The incidence of melanoma in the United States has been increasing over the past several decades. Prognosis largely depends on disease stage, with 5-year melanoma-specific survival ranging from as high as 99% in patients with stage I disease to less than 10% for some patients with stage IV (distant metastatic) disease. Fortunately, in the last 5-10 years, there have been remarkable treatment advances for patients with high-risk resectable melanoma, including approval of targeted and immune checkpoint blockade therapies. In addition, results of recent clinical trials have confirmed the importance of sentinel lymph node biopsy and continue to refine the approach to regional lymph node basin management. Lastly, the melanoma staging system was revised in the eighth edition AJCC Cancer Staging Manual, which was implemented on January 1, 2018. Here we discuss these changes and the clinicopathological features that confer high risk for locoregional and distant disease relapse and poor survival. Implications regarding the management of melanoma in the metastatic and adjuvant settings are discussed, as are future directions for neoadjuvant therapies.

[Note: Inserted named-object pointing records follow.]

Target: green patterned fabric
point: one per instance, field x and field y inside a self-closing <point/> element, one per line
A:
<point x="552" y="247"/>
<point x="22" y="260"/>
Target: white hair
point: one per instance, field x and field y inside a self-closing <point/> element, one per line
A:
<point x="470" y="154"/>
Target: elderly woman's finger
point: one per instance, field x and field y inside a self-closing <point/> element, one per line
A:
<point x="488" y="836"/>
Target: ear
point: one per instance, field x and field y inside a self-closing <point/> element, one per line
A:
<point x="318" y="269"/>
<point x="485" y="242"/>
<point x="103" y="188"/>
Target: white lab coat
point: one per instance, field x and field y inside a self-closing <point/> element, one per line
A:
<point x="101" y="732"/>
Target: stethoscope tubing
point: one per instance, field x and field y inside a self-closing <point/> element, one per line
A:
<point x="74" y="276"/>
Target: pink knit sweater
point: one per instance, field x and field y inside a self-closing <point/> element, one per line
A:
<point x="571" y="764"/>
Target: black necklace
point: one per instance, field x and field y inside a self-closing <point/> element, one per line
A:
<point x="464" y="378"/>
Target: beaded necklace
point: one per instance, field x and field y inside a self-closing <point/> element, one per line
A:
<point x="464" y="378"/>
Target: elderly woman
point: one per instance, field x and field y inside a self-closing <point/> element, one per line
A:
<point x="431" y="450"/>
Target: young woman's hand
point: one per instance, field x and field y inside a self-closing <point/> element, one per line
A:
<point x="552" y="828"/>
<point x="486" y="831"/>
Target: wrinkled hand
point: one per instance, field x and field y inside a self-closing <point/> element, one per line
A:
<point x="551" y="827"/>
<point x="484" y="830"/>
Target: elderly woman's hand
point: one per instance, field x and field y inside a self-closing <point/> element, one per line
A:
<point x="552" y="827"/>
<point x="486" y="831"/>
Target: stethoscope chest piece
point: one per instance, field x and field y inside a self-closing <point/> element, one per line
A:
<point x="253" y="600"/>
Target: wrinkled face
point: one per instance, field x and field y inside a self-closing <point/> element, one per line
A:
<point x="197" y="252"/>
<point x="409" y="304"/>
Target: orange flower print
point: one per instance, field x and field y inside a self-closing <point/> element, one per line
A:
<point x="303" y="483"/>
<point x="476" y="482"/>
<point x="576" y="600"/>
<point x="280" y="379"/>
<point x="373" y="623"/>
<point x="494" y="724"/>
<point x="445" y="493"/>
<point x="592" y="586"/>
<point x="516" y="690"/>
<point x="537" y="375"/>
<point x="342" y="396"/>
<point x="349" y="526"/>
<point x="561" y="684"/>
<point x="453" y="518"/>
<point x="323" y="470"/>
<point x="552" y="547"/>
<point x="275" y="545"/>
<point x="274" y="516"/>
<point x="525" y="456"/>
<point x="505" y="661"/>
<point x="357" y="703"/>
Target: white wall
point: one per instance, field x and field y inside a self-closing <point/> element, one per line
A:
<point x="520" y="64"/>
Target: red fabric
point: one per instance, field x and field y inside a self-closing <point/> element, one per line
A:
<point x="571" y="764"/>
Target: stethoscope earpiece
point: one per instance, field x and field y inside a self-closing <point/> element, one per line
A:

在美国,过去几十年间黑色素瘤的发病率一直在上升。预后在很大程度上取决于疾病分期,Ⅰ期患者的 5 年黑色素瘤特异性生存率高达 99%,而Ⅳ期(远处转移)患者的生存率则不足 10%。幸运的是,在过去 5-10 年间,接受高风险可切除黑色素瘤的患者的治疗取得了显著进展,包括批准了靶向和免疫检查点抑制剂治疗。此外,最近临床试验的结果证实了前哨淋巴结活检的重要性,并继续完善区域淋巴结管理的方法。最后,第八版 AJCC 癌症分期手册于 2018 年 1 月 1 日实施,对黑色素瘤分期系统进行了修订。本文讨论了这些变化,以及具有局部区域和远处疾病复发及不良生存高风险的临床病理特征。还讨论了转移性和辅助治疗中黑色素瘤的处理方法,以及新辅助治疗的未来方向。